Robert Gehrke: Utah’s rushed tax reform is yielding a bad product

Robert Gehrke

No, they’re not economists or accountants (mostly), but the members of the Utah Legislature’s tax reform task force did stay in a Holiday Inn Express. So why not take a crack at overhauling a multibillion-dollar tax code on the fly?

Legislative leaders seem intent on doing just that. The latest revised version of the bill, spanning roughly 200 pages, dropped late Friday evening and lawmakers will be asked to vote on it in a special session within the next few weeks.

Compare the current process to the last time Utah implemented major tax reform. A task force created in 2005 produced a bill that failed in the 2006 session. Lawmakers regrouped and, during a special session that year, passed a dual-track system as an interim step toward reform.

In 2007, they replaced that with a single rate that cut income taxes for most Utahns beginning in 2008 and reduced the sales tax on food.

John Dougall, who is now the state auditor, was in the House at the time and sponsored the tax reform legislation. He had legislative economists run literally thousands of models to reflect the different scenarios, producing detailed scatterplots showing how the revisions would impact every single tax filer in the state.

“It was a difficult, complex process,” Dougall told me last week. “There were lots of iterations, lots of concerns, lots of challenges trying to find that level of support. It took a couple years. It was not something that was easy.”

Because of that hard work, the final version of the bill had unanimous support from legislators in both the House and Senate, and then-Gov. Jon Huntsman. But it took years to accomplish.

And the bill they ultimately passed was nowhere near as complex as what lawmakers are now trying to pull off in mere months. This reform effort doesn’t just make simple tweaks to income taxes and the sales tax on food.

It imposes a sales tax on a series of new services like Netflix and Lyft (but leaves out a lot more), raises the sales tax on food but offsets it with refundable credits for low-income Utahns, repeals a number of sales tax exemptions, implements a new sales tax on gas, significantly increases child deductions and changes funding for school lunch.

But that’s only part of it. They also want to amend the Utah Constitution to remove a guarantee that income tax money is spent on education and replace it with a complicated change to local property taxes that has been shrouded in more secrecy than the identities of the Real Housewives of Salt Lake City.

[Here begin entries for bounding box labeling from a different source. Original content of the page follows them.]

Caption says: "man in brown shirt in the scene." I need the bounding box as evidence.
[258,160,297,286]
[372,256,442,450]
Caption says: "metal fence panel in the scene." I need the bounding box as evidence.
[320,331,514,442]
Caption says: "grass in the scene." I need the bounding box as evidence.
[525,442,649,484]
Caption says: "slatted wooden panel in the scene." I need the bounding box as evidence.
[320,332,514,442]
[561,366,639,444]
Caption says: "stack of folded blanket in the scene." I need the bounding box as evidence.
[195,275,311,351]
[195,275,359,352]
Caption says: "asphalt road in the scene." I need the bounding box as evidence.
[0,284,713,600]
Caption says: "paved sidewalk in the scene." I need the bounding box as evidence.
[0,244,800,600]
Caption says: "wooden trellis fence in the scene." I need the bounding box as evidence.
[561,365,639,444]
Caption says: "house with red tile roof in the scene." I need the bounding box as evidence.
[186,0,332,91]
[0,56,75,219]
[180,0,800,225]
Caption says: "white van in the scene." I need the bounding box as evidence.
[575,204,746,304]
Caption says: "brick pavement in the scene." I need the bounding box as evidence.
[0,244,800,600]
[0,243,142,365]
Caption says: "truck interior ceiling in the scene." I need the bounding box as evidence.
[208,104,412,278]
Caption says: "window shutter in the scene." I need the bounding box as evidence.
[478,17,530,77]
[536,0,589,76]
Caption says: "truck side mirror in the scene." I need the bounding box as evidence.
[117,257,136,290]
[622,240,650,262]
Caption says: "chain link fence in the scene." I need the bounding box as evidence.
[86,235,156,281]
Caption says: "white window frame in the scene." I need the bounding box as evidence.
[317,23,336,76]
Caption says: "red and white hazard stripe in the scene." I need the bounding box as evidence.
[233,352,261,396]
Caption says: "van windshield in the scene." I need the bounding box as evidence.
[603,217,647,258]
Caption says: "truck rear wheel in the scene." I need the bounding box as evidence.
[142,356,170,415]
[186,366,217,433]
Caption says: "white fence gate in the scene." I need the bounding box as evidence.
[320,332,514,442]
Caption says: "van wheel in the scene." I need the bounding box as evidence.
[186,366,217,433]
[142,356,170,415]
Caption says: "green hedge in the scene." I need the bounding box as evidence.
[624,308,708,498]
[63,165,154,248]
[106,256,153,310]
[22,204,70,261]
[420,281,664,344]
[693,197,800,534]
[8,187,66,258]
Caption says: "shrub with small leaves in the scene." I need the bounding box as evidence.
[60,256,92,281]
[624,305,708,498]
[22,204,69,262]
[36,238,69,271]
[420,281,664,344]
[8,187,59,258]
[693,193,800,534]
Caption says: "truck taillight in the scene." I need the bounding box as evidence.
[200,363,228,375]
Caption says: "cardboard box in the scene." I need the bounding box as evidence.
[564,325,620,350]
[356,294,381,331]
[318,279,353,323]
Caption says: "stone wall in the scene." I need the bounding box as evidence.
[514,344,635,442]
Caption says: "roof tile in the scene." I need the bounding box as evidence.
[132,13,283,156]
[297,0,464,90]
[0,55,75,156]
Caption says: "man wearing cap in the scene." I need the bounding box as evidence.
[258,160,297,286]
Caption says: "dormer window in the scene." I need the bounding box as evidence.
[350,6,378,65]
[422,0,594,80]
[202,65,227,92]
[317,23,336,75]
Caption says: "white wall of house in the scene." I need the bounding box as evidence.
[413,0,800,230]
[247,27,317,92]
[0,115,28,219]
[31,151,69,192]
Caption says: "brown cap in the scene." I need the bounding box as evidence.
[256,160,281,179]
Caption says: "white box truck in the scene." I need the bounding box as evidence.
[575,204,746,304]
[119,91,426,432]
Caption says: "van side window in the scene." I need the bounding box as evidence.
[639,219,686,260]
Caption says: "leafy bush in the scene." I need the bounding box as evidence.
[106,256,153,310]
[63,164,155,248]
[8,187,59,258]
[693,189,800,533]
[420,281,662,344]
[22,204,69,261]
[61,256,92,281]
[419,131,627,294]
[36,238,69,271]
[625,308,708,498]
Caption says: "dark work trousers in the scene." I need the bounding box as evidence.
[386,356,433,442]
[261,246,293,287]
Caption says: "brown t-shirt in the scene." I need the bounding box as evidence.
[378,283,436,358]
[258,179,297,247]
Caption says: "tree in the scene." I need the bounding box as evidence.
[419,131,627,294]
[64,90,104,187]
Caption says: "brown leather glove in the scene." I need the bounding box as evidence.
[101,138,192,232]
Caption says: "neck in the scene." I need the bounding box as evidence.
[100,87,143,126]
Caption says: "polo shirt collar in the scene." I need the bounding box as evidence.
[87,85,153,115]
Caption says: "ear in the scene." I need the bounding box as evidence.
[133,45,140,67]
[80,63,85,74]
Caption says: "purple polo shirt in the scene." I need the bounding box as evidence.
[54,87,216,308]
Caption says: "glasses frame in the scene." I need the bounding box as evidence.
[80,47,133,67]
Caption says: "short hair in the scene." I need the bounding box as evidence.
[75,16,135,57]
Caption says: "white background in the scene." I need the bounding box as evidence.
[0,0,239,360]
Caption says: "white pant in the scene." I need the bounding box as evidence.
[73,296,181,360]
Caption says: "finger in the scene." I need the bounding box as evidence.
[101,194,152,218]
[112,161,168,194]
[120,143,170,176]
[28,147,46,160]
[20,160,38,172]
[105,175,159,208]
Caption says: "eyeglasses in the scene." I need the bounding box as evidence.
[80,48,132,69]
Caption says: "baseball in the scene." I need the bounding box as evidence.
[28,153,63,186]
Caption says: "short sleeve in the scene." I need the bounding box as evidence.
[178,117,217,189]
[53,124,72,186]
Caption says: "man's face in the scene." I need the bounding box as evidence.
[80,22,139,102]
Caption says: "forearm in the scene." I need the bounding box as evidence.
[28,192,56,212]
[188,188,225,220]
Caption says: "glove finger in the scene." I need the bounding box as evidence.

A vague three-page plan has been offered to school districts, trying to win their approval. Essentially, the idea is to put it on local school districts to fund education out of property taxes and to make it easier for them to raise property taxes at the same rate as inflation.

But wait — as they say on TV informercials — there’s more! There is a convoluted equalization arrangement to make sure that districts with low property values, such as Piute, Tintic and Cache, will get state help to make sure they’re at the median level of funding, while districts such as Park City and Salt Lake will contribute to the other schools.

What it means is that your property tax bill will increase every year and there’s a good chance a portion of it will go to help other schools.

On the surface it looks like legislators have worked it out so they can tell voters next year that they have cut taxes while assuring an annual property tax increase that school districts, not lawmakers, will get blamed for.

And right now lawmakers can’t look their constituents in the eye and tell them how they will be impacted by this convoluted mess, because the whole thing is still half-baked.

For the first time last week, my colleague Bethany Rodgers finally received copies of the scatterplots similar to those that Dougall obsessed over. They showed a third of households would see a tax increase, while two-thirds would see a cut.

But a House spokesman said changes had been made that aren’t reflected. The analysis also didn’t reflect the still-developing property tax component.

Even members of the task force have been kept in the dark about the project. During the task force’s last meeting, Sen. Curt Bramble, R-Provo, who worked on the 2007 tax reform package, ran through a slew of questions and warned he had a lot more.

“It would have been nice to have them all along,” said Rep. Francis Gibson, R-Mapleton, co-chairman of the task force.

“It would’ve been nice to have seen a bill,” Bramble shot back.

It’s true that we need tax reform.

The amount of money dedicated to public education versus all of the other state services is out of balance.

Last Thursday, Salt Lake County Councilwoman and Republican gubernatorial candidate Aimee Winder Newton tweeted an appeal to legislators to not pass the tax bill during a special session and instead to wait until the general session in January.

“It seems a special session during the holidays, when people aren’t paying attention, is a bad idea,” she said. “Something as important as this deserves robust public comment and debate.”

She’s right.

The Legislature should slow down and give the public time and the tools to understand what is being proposed — including an online calculator where people can see how they specifically will be affected.

That way, legislators can hear from their constituents about concerns before being asked to vote on a massive bill, then figure out later what it means.

It is important to get tax reform done. But it’s more important to get it done right.